Create Athena Saved Queries to Write new Data

Next we setup your recurring Athena queries. These will run each time a new CUR file is delivered, separate out the information for the sub accounts, and write it to the output S3 location. These queries will be very similar to the one above, except it will only extract data for the current month.

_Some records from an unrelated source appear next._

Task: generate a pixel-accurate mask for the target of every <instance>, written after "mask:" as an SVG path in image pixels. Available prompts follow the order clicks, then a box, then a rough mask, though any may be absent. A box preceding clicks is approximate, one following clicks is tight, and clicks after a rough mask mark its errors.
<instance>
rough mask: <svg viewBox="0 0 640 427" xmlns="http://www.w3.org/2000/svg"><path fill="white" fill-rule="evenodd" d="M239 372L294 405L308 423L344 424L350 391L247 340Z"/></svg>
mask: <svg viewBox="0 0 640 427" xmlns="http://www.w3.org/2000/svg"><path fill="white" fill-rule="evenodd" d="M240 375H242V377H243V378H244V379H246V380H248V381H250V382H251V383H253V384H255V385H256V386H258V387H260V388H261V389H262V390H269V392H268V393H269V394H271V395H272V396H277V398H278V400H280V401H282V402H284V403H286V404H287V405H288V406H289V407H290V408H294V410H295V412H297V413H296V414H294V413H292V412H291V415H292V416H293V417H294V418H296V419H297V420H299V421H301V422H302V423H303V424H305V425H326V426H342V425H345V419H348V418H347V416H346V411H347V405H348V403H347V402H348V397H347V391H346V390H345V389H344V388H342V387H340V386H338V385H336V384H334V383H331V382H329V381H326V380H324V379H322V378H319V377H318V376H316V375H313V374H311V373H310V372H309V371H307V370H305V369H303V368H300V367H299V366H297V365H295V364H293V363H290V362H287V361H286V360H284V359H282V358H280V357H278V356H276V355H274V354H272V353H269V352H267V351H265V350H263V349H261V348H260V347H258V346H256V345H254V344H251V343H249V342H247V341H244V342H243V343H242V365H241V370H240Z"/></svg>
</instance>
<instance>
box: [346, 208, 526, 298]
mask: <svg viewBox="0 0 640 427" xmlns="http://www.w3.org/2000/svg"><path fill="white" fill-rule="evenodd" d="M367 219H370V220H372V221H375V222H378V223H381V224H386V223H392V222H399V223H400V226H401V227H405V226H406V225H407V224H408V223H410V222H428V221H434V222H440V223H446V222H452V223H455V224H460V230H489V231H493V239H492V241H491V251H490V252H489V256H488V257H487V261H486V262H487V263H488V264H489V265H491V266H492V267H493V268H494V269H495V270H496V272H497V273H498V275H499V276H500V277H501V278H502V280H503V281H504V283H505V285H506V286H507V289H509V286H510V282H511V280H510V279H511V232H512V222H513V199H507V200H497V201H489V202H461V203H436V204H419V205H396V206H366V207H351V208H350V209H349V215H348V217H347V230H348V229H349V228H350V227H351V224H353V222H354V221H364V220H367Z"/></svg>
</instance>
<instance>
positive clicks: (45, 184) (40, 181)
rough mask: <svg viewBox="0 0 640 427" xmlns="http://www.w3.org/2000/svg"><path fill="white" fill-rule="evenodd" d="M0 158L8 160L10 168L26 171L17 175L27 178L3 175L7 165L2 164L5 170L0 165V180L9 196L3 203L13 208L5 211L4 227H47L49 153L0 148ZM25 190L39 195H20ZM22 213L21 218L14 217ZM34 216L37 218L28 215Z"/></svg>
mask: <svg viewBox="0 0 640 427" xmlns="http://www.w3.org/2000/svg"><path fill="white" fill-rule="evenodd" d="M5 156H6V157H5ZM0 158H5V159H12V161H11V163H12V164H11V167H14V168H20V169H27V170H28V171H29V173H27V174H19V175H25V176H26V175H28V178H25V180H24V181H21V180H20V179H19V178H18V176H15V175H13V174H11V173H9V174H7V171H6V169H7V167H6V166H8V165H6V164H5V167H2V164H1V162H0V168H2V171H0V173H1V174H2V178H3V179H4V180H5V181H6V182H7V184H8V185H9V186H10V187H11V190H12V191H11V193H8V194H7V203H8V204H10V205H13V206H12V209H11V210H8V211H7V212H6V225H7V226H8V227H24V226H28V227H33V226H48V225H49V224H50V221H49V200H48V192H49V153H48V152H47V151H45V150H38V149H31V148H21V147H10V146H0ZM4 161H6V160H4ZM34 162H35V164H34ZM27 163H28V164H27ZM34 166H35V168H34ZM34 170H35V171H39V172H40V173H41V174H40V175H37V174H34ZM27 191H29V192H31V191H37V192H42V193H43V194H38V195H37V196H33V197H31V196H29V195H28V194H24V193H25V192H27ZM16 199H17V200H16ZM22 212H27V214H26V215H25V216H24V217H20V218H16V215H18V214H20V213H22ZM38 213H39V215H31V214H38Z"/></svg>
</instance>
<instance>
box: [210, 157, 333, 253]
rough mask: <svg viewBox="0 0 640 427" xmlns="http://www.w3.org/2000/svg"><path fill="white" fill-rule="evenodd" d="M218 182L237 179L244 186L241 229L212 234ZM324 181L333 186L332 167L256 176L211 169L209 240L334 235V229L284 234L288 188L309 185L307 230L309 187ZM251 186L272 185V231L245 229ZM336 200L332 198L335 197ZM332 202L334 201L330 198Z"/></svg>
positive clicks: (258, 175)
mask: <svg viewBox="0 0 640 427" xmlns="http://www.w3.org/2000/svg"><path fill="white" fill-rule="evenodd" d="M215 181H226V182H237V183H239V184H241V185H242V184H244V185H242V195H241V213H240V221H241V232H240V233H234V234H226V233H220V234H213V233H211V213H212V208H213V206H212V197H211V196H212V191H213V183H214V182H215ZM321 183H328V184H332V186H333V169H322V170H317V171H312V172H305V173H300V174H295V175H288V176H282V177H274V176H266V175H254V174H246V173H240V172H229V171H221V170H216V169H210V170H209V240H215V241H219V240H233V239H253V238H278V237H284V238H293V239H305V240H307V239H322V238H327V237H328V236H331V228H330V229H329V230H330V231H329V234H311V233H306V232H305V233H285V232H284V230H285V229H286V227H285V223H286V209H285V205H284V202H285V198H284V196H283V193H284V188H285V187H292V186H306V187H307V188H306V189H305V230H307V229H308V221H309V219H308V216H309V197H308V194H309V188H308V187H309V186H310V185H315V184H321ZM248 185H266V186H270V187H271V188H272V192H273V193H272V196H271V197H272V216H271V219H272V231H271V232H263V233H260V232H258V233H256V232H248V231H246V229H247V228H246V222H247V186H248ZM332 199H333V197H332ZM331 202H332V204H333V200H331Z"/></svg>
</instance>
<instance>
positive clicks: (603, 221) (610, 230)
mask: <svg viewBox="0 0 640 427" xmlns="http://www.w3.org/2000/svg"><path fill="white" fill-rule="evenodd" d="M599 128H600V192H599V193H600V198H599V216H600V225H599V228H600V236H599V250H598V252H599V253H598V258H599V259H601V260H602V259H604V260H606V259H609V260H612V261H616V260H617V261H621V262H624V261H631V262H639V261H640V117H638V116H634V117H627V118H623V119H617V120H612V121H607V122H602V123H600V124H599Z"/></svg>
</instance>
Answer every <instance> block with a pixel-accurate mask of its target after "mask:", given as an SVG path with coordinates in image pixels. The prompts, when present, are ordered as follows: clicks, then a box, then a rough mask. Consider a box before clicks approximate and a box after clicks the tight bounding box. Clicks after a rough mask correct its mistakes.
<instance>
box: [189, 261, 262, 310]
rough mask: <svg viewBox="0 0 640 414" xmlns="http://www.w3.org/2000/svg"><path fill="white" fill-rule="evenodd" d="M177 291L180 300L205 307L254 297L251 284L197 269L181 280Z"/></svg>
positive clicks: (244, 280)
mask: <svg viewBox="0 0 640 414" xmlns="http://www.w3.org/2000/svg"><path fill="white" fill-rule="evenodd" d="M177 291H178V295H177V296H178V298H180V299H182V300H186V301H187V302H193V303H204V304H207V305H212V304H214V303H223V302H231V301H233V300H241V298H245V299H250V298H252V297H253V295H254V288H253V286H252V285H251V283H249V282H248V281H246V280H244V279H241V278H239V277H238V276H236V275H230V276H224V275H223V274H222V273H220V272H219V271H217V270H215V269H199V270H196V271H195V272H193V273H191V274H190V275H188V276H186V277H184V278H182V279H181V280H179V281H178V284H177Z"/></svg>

You must write one query for the extraction of the data, which will create a temporary table, and then a second query to delete the table. As the system has been written for future expansion, you must adhere to the guidelines below when writing and naming statements (other wise you will need to change the code):

  • The queries MUST start with: create_linked_ and delete_linked_ otherwise you’ll need to modify the Lambda function. As Lambda looks for this string to identify these queries to automatically run when new files are delivered
  • The output location must also end in the actual word subfolder as this will be re-written by the lambda function, to the current year and month
  • The queries must include the component CAST(bill_billing_period_start_date as VARCHAR) like concat(substr(CAST(current_date as VARCHAR),1,7),'-01%') which ensures the query only gets data from the current month
  • There is no need to include the columns year as year_1 and month as month_1, as that was only used for partitioning

1 - Create the saved query in Athena named create_linked_folder-name, the following sample code is the accompanying query for the previous query above:

CREATE TABLE (database).temp_table
WITH ( format = 'Parquet', parquet_compression = 'GZIP', external_location = 's3://(bucket)/(folder)/subfolder') AS
SELECT *
FROM "(database)"."(table)"
WHERE line_item_usage_account_id = '(some value)' AND
        (year=CAST(year(current_date- INTERVAL '__interval__' MONTH) AS VARCHAR)) AND month=CAST(month(current_date- INTERVAL '__interval__' MONTH) AS VARCHAR)

2 - Create the accompanying delete statement named delete_linked_folder-name to delete the temporary table:

drop TABLE IF EXISTS (database).temp_table;

3 - Repeat the steps above for any additional create and delete queries as required.